With ASCO data tallied, Bristol-Myers loses ground to Merck in I-O field

If Bristol-Myers Squibb needed more evidence to suggest it had lost the immuno-oncology lead to Merck & Co., it got it at the American Society of Clinical Oncology meeting.
Thanks to a raft of promising Keytruda results—in tandem with Incyte IDO inhibitor epacadostat, in certain high-risk breast cancers and in combination with chemo in lung cancer, to name a few—multiple industry watchers crowned the New Jersey pharma giant the I-O field’s weekend victor.
Moody’s, for one, released a report declaring Merck among the three drugmakers most likely to benefit from their ASCO showings.
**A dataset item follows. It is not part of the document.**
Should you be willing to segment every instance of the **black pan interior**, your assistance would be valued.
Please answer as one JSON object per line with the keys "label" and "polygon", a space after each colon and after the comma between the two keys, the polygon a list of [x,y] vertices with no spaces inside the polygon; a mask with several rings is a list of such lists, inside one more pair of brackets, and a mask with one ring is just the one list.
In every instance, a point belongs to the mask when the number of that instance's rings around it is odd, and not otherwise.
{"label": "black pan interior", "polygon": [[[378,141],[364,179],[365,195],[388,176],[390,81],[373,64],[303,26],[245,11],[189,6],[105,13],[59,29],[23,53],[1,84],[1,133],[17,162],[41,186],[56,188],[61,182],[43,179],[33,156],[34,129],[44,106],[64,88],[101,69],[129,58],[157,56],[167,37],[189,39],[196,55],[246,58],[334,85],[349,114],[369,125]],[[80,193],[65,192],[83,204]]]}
Leerink Partners analyst Seamus Fernandez wrote in a note to clients that Merck had “clearly won the battle of small datasets” at the conference.
And Barron’s put out a post-ASCO article asking, “Is Bristol-Myers falling behind?,” noting that “investor perception today may be that competitors have caught up with the company’s progress” and that “in the near-term the fight is uphill” for Merck’s main rival.
Bristol, meanwhile, didn’t impress investors with its two-year survival update on its Opdivo-Yervoy one-two punch in first-line lung cancer. Data showed “similar results” between the combo-treated group and the Opdivo-only arm, and in patients with levels of PD-L1 expression at 50% or higher, “the results are actually better with monotherapy,” Credit Suisse analyst Vamil Divan wrote to clients Saturday.
Opdivo, the first PD-1/PD-L1 med to jump into the all-important lung cancer space, once held the favor of investors and analysts alike. But things took a turn last summer when Bristol announced its superstar had flopped a phase 3 monotherapy trial in first-line lung cancer. Keytruda went on to succeed on its own and snag an indication, turning attention to the first-line lung cancer combo battle.
Once again, Merck prevailed, surprising the markets with an early filing for a marriage of Keytruda and chemo. Bristol, in contrast, passed on the chance to file its Opdivo combo—which pairs the med with Yervoy—instead tweaking its study to delay results.
That’s not to say that Bristol hasn’t had its recent wins—or that it didn’t turn out any positive ASCO data of its own. BMS, which went into the meeting fresh off an FDA priority review designation in liver cancer, announced positive phase 2 results for the Opdivo-Yervoy combo in hard-to-treat mesothelioma, a disease BMS’ oncology development head, Fouad Namouni, said was once referred to as a “graveyard of drug development.”
The company has also forayed into trials with new immuno-oncology targets, producing LAG-3 data that “looked interesting,” Divan pointed out.
“We think it’s clear that Bristol is doing some genuinely interesting science and taking worthwhile risks with next-gen agents like LAG3, IDO and GITR that could meaningfully pay off down the road,” Barclays’ analyst Geoff Meacham added in his own investor note.
And while Moody’s does see Keytruda “surpassing” Opdivo “within the next several quarters,” it noted that “the longer-term outlook for Opdivo is still strong based on numerous studies underway in a variety of cancers.”
Still, though, analysts have their questions, especially surrounding the lung cancer performance.
“Without question, there is more to Bristol’s investment case than just front-line lung, but the lack of clarity on how it will get to participate in this important market segment over the intermediate term outweighs the otherwise impressive discovery and translational efforts,” Meacham wrote.